Hi,
We have had an issue similar to the linked topic wherein some of our boards have exhibited a consistent byte corruption.
Specifically, we have 5 16-bit wide DRAM chips configured (one reserved for 8-bit ECC) and for every 32-bytes of data read, the 7th byte (lower byte on chip 4) would experience spurious bit flips.
We came across the linked post and investigated the DXnLCDLRn registers and found that, between a "good" board and a "bad" board, we could see differences in R0DQSGD and R0DGSL for the byte lane experiencing the bit flipping (registers DX6LCDLR2 and DX6GTR). Modifying the value in R0DQSGD by increasing the value by 0x10 could induce the bit flipping to occur in more bytes (i.e. byte 15, byte 23, byte 31); while reducing the value by 0x10 would stabilise the bytes. We also saw stabilisation by setting these values on the "bad" board to those obtained from the "good" board.
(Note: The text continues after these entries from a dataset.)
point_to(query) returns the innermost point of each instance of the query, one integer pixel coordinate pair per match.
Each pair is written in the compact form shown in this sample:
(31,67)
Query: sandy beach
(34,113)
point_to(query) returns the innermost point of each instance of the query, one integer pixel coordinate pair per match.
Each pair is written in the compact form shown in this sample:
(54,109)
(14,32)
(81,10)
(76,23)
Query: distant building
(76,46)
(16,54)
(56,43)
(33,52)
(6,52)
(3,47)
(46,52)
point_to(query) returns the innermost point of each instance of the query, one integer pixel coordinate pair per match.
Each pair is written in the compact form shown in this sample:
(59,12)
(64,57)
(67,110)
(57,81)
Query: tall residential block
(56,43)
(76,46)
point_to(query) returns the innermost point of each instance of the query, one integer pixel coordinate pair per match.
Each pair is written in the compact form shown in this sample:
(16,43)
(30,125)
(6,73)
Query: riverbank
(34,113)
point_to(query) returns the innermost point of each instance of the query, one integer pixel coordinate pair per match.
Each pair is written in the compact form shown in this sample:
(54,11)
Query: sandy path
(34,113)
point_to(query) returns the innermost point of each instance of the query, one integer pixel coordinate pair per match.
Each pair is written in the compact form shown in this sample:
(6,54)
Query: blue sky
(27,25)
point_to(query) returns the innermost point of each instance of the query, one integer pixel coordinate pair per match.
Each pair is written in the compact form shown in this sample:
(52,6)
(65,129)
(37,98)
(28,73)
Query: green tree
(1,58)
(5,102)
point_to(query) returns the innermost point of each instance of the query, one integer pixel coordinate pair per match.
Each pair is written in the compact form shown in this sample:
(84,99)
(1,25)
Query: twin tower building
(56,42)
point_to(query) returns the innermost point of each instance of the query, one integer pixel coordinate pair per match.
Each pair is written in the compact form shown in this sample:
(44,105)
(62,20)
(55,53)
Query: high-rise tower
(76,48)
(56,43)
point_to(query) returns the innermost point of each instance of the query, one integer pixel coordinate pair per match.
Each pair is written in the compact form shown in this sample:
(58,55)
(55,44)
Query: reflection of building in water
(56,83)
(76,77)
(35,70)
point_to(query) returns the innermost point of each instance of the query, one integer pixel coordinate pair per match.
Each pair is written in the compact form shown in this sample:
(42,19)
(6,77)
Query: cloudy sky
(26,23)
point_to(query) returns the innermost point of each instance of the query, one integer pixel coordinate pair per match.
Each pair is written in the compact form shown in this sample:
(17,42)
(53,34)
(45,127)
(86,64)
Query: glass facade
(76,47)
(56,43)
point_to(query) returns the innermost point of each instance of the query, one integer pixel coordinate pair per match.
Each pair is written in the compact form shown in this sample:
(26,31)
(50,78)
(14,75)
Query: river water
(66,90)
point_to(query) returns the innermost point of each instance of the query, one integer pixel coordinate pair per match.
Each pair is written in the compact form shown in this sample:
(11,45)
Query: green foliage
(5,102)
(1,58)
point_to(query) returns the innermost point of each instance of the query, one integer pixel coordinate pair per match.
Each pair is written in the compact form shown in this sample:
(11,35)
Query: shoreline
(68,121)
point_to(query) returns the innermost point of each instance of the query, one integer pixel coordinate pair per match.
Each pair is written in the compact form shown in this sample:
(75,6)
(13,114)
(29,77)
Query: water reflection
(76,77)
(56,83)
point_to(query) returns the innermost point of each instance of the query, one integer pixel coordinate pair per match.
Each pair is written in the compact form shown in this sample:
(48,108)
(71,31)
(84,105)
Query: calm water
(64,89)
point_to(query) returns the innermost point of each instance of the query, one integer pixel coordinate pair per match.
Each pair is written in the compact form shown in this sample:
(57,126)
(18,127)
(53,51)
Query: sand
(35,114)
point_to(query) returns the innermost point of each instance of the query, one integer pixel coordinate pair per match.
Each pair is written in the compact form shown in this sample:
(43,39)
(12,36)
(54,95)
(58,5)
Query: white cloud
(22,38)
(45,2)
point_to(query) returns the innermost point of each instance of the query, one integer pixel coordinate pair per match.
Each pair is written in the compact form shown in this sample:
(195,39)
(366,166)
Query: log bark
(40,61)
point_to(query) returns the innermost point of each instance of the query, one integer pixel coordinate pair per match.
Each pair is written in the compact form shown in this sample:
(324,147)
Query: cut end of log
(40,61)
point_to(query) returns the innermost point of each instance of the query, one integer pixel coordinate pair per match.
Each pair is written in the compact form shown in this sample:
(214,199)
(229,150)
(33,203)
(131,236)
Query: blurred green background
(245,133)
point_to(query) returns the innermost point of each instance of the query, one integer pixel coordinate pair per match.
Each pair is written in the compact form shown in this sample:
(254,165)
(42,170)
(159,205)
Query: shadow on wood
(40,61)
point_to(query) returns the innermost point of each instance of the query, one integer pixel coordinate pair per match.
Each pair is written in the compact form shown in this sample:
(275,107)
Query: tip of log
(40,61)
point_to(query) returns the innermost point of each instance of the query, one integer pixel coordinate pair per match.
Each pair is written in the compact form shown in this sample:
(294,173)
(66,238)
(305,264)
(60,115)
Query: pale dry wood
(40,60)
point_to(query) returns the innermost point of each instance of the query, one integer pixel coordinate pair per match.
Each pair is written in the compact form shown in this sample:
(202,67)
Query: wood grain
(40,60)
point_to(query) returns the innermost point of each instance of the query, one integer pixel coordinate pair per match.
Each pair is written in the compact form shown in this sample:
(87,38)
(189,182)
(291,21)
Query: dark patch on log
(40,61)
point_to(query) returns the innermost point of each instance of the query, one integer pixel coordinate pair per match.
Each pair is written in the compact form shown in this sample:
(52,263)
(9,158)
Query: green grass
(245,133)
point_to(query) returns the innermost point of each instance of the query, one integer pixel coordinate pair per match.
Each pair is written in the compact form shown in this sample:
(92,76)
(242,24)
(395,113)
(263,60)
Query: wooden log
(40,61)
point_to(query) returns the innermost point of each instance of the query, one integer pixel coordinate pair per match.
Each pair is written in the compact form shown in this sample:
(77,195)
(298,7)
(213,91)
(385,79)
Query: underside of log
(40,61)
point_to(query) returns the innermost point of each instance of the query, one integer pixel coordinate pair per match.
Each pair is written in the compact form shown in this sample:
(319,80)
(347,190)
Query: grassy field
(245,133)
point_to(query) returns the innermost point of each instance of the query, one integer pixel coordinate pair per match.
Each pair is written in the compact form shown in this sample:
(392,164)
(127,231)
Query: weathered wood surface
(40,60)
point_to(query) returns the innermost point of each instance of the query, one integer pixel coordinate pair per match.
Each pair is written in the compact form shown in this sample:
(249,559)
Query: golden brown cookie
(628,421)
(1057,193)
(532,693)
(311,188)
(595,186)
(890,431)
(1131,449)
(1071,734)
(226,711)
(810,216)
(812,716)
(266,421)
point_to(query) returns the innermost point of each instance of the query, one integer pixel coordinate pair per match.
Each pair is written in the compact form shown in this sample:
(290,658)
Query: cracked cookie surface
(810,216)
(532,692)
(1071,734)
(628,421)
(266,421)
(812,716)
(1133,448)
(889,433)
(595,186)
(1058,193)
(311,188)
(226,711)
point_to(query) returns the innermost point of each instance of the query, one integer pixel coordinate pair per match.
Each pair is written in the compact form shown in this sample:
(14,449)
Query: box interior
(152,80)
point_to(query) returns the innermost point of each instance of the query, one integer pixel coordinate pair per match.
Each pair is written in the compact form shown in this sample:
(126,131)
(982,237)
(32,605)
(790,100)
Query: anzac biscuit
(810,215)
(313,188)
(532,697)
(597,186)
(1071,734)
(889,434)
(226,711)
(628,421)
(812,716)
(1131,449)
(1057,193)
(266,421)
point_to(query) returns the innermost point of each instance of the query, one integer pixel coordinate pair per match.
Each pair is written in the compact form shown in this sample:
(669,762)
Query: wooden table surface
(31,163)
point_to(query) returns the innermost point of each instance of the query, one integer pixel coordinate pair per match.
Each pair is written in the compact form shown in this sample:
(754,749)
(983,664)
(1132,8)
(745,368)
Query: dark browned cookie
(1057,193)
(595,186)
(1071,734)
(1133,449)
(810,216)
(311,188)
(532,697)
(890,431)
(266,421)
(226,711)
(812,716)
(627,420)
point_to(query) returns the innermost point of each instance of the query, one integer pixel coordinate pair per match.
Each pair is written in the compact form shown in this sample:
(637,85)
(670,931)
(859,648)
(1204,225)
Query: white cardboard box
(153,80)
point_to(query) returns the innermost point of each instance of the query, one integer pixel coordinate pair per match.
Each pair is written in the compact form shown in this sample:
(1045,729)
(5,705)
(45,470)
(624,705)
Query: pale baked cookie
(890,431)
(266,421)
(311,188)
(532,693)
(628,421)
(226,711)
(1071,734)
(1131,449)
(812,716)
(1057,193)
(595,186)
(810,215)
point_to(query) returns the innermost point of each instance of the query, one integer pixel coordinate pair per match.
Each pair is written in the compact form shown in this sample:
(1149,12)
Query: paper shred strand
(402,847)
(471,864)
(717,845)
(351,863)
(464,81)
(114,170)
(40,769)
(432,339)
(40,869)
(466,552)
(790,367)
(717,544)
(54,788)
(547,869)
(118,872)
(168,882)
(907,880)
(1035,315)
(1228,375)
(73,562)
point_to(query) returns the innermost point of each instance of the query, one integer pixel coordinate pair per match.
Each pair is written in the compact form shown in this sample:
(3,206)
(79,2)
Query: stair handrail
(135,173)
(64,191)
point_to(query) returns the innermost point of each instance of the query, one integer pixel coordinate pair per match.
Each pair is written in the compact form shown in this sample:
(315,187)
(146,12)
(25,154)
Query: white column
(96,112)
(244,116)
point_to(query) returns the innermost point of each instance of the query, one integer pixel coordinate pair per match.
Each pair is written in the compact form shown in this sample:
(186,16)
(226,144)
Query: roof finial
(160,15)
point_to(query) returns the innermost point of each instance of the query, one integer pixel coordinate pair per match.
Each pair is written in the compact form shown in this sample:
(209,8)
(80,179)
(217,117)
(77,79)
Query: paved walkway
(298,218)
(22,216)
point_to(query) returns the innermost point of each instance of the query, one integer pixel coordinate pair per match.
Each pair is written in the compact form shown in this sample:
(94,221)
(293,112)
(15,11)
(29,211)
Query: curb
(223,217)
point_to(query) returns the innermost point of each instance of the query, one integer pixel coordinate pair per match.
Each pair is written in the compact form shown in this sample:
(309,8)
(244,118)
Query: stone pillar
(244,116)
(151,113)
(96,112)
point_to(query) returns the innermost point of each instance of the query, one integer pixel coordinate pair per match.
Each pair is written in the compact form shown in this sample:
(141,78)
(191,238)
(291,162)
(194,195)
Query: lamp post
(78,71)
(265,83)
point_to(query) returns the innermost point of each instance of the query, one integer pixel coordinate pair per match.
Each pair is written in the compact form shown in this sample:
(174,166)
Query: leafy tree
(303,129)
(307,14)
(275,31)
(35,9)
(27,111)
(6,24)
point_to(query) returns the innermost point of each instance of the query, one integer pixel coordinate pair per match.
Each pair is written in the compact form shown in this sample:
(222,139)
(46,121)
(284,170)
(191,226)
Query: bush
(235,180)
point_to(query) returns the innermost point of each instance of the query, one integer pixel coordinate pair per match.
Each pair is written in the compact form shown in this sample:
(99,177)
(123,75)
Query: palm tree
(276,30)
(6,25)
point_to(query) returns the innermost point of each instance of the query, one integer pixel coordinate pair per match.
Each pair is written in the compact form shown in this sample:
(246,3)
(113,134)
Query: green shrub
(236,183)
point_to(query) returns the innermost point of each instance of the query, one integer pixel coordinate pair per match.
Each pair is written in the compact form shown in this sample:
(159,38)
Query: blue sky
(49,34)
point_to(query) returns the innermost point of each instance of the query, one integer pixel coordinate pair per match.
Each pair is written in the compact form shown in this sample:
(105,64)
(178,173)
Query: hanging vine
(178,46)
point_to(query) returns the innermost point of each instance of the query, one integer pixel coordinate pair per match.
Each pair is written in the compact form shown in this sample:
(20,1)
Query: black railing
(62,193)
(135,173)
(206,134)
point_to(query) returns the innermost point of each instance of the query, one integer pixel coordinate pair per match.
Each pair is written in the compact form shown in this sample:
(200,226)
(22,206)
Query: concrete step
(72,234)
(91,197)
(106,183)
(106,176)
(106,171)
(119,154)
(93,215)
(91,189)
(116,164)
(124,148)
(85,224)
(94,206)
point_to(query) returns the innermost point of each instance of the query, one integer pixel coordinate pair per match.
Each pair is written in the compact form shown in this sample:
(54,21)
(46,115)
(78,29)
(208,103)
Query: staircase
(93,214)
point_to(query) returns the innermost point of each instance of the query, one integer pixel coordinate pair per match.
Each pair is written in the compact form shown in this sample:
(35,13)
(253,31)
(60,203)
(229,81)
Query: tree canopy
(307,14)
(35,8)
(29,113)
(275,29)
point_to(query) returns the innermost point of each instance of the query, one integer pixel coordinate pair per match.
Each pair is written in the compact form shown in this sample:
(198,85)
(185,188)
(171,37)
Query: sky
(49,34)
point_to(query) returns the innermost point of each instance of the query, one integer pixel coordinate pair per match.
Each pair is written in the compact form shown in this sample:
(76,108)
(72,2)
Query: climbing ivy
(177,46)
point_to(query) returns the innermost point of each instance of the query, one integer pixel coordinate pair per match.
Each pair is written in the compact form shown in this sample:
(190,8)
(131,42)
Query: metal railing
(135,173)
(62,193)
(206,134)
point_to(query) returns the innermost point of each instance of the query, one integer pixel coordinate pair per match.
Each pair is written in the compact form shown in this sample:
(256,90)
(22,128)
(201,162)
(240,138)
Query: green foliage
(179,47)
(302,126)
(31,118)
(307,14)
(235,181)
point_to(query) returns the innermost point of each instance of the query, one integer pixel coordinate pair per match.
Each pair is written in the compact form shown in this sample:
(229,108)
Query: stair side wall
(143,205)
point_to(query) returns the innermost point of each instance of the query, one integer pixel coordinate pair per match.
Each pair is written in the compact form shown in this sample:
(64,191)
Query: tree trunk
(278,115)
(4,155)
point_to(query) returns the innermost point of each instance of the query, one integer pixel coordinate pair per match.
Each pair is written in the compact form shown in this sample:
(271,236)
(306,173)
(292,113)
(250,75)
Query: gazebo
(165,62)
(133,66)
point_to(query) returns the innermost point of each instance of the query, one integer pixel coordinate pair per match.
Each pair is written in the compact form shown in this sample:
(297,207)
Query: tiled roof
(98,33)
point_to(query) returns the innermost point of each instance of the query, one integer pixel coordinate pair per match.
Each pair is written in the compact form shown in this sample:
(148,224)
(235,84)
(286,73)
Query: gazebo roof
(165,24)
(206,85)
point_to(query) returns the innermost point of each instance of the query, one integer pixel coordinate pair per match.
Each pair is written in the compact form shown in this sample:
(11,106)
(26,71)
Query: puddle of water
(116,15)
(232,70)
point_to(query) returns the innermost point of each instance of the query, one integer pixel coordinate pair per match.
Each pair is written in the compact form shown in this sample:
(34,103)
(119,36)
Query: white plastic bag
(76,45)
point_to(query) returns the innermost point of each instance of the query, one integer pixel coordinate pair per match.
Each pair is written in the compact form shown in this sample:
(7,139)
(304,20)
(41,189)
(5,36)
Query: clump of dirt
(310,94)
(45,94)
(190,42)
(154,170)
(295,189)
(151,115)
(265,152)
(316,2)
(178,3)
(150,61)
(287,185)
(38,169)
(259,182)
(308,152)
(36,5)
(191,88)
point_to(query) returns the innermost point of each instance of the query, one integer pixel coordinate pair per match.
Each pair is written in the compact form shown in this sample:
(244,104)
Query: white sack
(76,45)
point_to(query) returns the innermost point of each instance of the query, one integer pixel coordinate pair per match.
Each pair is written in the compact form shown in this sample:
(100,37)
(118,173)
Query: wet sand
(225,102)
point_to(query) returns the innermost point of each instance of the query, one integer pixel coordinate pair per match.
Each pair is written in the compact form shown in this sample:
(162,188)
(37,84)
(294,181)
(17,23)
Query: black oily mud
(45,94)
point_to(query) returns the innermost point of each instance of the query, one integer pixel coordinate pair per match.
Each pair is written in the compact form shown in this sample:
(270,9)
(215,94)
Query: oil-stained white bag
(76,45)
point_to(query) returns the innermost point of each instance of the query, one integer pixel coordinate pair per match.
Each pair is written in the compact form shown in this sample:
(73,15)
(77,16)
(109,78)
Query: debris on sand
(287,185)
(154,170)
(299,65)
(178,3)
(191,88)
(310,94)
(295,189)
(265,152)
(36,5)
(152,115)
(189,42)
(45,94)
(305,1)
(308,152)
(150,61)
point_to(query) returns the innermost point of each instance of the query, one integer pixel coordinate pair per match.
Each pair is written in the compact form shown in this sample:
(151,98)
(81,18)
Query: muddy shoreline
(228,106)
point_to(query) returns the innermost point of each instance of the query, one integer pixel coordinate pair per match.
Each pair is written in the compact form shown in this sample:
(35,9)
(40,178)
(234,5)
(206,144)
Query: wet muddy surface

Attached are annotated memory dumps of the DDR PHY registers of the "good" board and "bad" board. The orange highlighted values can be ignored as they are just where our tool has detected a live change while the window is open.
This is the "Good" board
This is the "Bad" board
We are particularly interested in the exact meaning and relationships between the highlighted registers and fields within those registers; as the datasheet isn't 100% clear as to how they relate to timings.
- The Write Levelling Delay field (DXnLCDLR0.R0WLD), in both cases, shows a general increase in value which mirrors the distance away from the SoC along the fly-by routed address lines.
- What does the field represent (generally) in terms of units? i.e. is it whole/half/quarter clock cycles, picoseconds/nanoseconds, etc.
- The Read DQS Gating Delay field (DXnLCDLR2.R0DQSGD), also follows a general increase, but seems to be linked with the DQS Gating System Latency field (DXnGTR.R0DGSL).
- The R0DGSL field is clearly documented as whole clock cycles of latency; but what does the R0DQSGD field represent in terms of units? i.e. as above, is it clock cycle or time related?
- During operation, the Master Delay Line register field MDL Delay (DXnMDLR.MDLD) was repeatedly being updated; which is understandable as the master delay line calibration was enabled.
- As above, does the MDL value have a specific unit of measurement?
- The values seemed to jump around quite a lot, what is the typical magnitude of the delay line corrections? e.g. typically a few LSBs; or as observed.
- The existence of the Master Delay line suggests that there is a global delay line which the Read/Write/Gating delays are related to.
- How does the Master Delay line relate to the other Delays? Is the Master Delay line like an initial delay common to all delays? Is it common to only some delays?
Additionally, we are considering the use of precalculated values for some of these calibrations fields.
- What is the recommended point to write these values? Pre- or Post-Initialisation?
- Should we run the calibration at initialisation if we are using these values?
- Will the PHY use the supplied values as the calibration starting point, or will it discard the values?
- What is the maximum magnitude of the deltas that the VT compensation can make to our supplied field values?
For determining stable values for our use case; are there any recommended procedures we can follow to determine these values?
Many thanks for taking the time to read through this post, I can provide some more information if necessary; I hope that we can find the answers for some of these questions.